Os deputados chilenos aprovaram hoje o processo de destituição do Presidente do país, Sebastian Piñera, devido a supostas irregularidades na venda de uma empresa mineradora através de um paraíso fiscal, revelada pela investigação internacional Pandora Papers.
Após quase 24 horas, os deputados decidiram por 78 votos a favor, 67 contra e três abstenções que o processo de destituição irá avançar para o Senado, órgão que vai julgar o Presidente.
Enquanto na Câmara de Deputados bastou uma maioria simples para o processo seguir, no Senado a destituição exige a aprovação por dois terços do total dos senadores.
Piñera "agiu procurando benefício próprio e da sua própria família, utilizando informações a que teve acesso graças às suas funções de Presidente", denunciou o deputado socialista Jaime Naranjo, que passou 15 horas a ler um texto de 1.300 páginas, pedindo "o fim da impunidade".
"Peço-vos, senhores deputados, que rejeitem esta injusta e inadmissível acusação constitucional", disse, por sua vez, o advogado do Presidente, Jorge Gálvez.
Sebastian Piñera, um dos líderes políticos que apareceram no Pandora Papers – a investigação conduzida pelo Consórcio Internacional de Jornalistas de Investigação (ICIJ) -, negou qualquer conflito de interesses na venda da empresa de mineração a um amigo próximo e afirmou a sua "total inocência".
O Presidente de direita, um dos homens mais ricos do Chile, referiu que em 2017 já teria havido "uma investigação aprofundada do Ministério Público" e que se tratava de "um caso encerrado pela justiça".
No entanto, o Ministério Público alegou que os factos relativos à venda e compra da empresa "não foram expressamente contemplados" na decisão de indeferimento de 2017.

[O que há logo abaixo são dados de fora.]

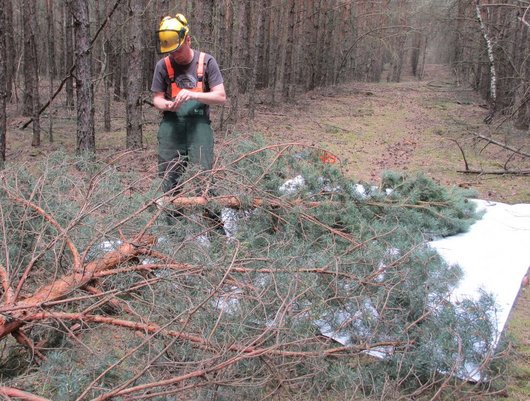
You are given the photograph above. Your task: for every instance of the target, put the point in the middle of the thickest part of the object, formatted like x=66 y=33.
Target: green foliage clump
x=325 y=259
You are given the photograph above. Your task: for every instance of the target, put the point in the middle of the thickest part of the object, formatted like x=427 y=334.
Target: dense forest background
x=102 y=298
x=105 y=51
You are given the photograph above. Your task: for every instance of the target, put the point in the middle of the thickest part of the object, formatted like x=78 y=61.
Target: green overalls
x=184 y=137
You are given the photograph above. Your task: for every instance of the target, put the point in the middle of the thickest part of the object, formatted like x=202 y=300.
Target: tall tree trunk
x=491 y=58
x=3 y=83
x=256 y=50
x=288 y=75
x=69 y=54
x=31 y=71
x=202 y=26
x=134 y=75
x=52 y=70
x=10 y=56
x=86 y=142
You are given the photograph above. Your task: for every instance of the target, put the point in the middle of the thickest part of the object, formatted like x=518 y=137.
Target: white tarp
x=494 y=255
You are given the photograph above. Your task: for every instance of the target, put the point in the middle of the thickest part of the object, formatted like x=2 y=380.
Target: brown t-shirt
x=186 y=75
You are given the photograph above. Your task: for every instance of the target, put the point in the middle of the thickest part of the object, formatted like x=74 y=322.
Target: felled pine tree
x=319 y=286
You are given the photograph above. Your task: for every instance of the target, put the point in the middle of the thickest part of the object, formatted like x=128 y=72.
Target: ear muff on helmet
x=172 y=33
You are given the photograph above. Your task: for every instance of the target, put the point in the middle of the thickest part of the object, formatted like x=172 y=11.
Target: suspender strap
x=171 y=75
x=200 y=72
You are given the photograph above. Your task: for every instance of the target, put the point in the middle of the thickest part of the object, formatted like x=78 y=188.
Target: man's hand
x=182 y=97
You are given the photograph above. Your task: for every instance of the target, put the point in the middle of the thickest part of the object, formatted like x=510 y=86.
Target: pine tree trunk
x=10 y=56
x=31 y=71
x=69 y=55
x=52 y=70
x=288 y=76
x=135 y=76
x=3 y=84
x=256 y=51
x=86 y=142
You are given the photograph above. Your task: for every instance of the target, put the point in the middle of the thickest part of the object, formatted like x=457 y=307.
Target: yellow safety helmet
x=172 y=33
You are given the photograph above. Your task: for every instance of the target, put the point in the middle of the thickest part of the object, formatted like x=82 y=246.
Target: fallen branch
x=15 y=392
x=502 y=145
x=496 y=172
x=63 y=286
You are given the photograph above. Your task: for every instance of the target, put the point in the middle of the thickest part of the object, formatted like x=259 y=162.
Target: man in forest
x=185 y=83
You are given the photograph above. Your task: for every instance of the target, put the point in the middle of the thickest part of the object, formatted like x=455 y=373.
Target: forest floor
x=428 y=126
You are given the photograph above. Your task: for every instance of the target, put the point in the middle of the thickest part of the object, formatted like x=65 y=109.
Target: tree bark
x=3 y=85
x=491 y=58
x=135 y=76
x=31 y=71
x=86 y=142
x=69 y=55
x=10 y=56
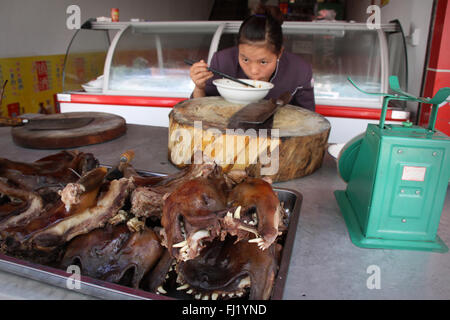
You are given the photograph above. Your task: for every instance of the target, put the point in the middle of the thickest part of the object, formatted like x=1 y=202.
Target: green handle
x=394 y=84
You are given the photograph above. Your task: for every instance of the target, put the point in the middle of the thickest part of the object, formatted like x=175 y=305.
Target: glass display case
x=145 y=62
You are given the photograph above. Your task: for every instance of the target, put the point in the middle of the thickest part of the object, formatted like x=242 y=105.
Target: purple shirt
x=292 y=74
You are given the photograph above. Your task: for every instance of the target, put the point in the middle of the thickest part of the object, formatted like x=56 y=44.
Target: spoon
x=191 y=62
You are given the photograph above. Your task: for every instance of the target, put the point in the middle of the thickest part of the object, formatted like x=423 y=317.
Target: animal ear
x=268 y=179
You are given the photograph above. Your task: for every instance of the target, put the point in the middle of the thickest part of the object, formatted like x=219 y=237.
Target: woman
x=259 y=55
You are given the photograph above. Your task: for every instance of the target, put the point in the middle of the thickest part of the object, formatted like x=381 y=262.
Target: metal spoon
x=191 y=62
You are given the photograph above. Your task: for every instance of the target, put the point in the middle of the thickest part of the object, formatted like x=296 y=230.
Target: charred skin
x=114 y=253
x=255 y=195
x=60 y=168
x=226 y=269
x=147 y=199
x=191 y=215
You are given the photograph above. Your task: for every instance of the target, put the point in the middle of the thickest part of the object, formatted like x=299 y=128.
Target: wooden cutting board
x=201 y=124
x=104 y=127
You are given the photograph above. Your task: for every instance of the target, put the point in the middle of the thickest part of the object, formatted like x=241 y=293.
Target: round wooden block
x=104 y=127
x=293 y=148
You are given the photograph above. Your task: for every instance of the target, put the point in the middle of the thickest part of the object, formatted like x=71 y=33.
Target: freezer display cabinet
x=137 y=69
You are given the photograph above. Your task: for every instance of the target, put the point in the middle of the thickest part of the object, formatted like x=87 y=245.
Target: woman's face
x=257 y=62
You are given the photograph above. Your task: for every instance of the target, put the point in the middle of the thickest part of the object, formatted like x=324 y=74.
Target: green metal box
x=397 y=187
x=397 y=178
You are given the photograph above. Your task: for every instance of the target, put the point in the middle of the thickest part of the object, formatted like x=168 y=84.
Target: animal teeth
x=161 y=289
x=248 y=229
x=180 y=244
x=183 y=287
x=259 y=241
x=237 y=213
x=244 y=282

De acordo com uma investigação dos meios de comunicação chilenos CIPER e LaBot, membros do ICIJ, a Minera Dominga foi vendida ao empresário Carlos Alberto Délano, amigo do chefe de Estado, por 152 milhões de dólares (131,1 milhões de euros), transação realizada nas Ilhas Virgens Britânicas.
O pagamento da transação foi feito em três tranches e continha uma cláusula polémica, que condicionava o pagamento final "ao não estabelecimento de zona de proteção ambiental na área de atuação da mineradora, como pediam os grupos ambientalistas", adiantou a investigação, sublinhando que o Governo de Sebastian Piñera acabou por falhar em proteger a área onde a concessionária iria atuar.
Para o deputado Tomas Hirsch (Ação Humanista, esquerda), o Presidente Piñera "evitou assim que uma área única do planeta fosse declarada reserva natural, apenas para promover os seus interesses pessoais".
Mesmo que não passe no Senado, a aprovação do processo de destituição na Câmara de Deputados terá um impacto político nas eleições gerais, marcadas para 21 de novembro.
Embora faltem apenas quatro meses para o final do mandato do atual Presidente, a oposição pretende aprovar a sua destituição, para o impedir de se candidatar a cargos públicos nos próximos cinco anos.
A defesa do Presidente argumenta que Piñera não participa na administração de nenhuma empresa há mais de 12 anos e que nem ele nem a família mantinham sociedades de investimento no exterior.
A venda da empresa ocorreu nove meses depois de Sebastián Piñera ter assumido o seu primeiro mandato (2010-2014).
O Ministério Público chileno também abriu uma investigação sobre a denúncia feita pelo Pandora Papers.